Com Doncic, os Lakers passaram a buscar arremessos de três pontos em alto volume e tiveram um aproveitamento de 37,7% no quesito nas 32 partidas após sua chegada. O problema é que os arremessos de três, que por natureza já oscilam bastante, foram o único quesito funcional da equipe na segunda metade da temporada. No ataque, o time se tornou propenso a turnovers, passou a pontuar pouco próximo ao aro e ficou extremamente dependente do sucesso nas bolas de três ou de idas à linha de lance livre. Na defesa, o garrafão sem a presença de Anthony Davis ficou ainda mais exposto, com a equipe sofrendo em transições rápidas e permitindo cestas fáceis aos adversários.
Nas últimas 32 partidas da temporada regular, os Lakers tiveram um diferencial ajustado de +2,1 — uma melhora considerável em relação ao +0,7 de suas primeiras 50 partidas, mas ainda longe de um time de elite.
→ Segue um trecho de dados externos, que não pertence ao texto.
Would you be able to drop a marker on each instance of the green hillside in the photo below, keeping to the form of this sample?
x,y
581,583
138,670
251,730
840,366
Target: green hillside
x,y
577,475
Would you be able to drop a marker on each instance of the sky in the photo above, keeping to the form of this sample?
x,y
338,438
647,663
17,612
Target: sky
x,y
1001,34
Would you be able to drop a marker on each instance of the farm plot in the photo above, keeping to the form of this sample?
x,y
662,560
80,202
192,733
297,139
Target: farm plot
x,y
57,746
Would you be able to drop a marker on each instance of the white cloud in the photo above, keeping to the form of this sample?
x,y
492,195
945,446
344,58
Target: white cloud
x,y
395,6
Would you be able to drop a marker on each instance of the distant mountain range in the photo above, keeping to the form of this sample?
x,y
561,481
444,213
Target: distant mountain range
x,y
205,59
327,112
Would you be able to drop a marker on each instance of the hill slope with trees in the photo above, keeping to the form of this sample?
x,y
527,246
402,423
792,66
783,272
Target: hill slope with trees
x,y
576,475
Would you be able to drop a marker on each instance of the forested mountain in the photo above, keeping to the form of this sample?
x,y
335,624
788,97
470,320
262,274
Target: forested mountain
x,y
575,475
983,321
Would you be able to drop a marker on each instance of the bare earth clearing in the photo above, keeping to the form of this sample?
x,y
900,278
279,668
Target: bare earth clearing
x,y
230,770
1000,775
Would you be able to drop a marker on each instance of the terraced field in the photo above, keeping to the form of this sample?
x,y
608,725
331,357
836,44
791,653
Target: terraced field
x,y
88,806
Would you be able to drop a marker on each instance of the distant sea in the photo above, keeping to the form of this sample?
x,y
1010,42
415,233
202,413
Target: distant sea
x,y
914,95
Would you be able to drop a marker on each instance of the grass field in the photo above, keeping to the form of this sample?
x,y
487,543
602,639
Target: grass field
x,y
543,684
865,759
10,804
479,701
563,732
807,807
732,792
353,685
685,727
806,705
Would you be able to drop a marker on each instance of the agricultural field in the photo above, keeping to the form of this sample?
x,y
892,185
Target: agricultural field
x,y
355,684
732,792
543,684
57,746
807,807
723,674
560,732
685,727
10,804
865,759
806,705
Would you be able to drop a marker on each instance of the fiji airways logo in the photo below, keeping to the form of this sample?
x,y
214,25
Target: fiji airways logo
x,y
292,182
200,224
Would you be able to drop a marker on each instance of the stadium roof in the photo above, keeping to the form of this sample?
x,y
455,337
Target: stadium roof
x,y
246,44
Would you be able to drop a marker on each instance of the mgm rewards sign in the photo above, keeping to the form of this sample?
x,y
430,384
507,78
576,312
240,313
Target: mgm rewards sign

Mesmo assim, com a terceira melhor campanha do Oeste, a equipe foi considerada favorita contra os Minnesota Timberwolves na primeira rodada dos playoffs, onde acabou derrotada por 4 a 1.
Os Timberwolves, apesar de terem terminado com apenas a sexta melhor campanha da Conferência Oeste, construíram um diferencial de +8,2 nas últimas 32 partidas da temporada regular — superior ao dos Lakers. E, na verdade, foram significativamente melhores nas duas metades da temporada, já que haviam acumulado um diferencial de +3,1 nas primeiras 50 partidas. Ainda assim, um time que, estatisticamente, era claramente superior, foi underdog na série. Simplesmente porque, com ajuda da mídia, as pessoas se apaixonaram pelos Lakers. Seduzidos pela dupla Luka Doncic e LeBron James, ignoraram — em sua maioria — as claras deficiências da equipe.
O que aprendemos até agora?
Na NFL, são os turnovers e as vitórias apertadas os fatores que mais contribuem para o surgimento de fraudes.
Na NBA, o aproveitamento, os curtos períodos de amostra e as narrativas da mídia.
Nos dois casos, o que engana é essencialmente a mesma coisa: sorte que é confundida com padrão.
Na conclusão de nossa série, falaremos sobre a MLB — onde as estatísticas são mais avançadas, tornando as fraudes mais facilmente identificáveis, mas onde a temporada é longa o suficiente para criar cenários caóticos e de enorme variância.
Espero que estejam gostando. Até semana que vem.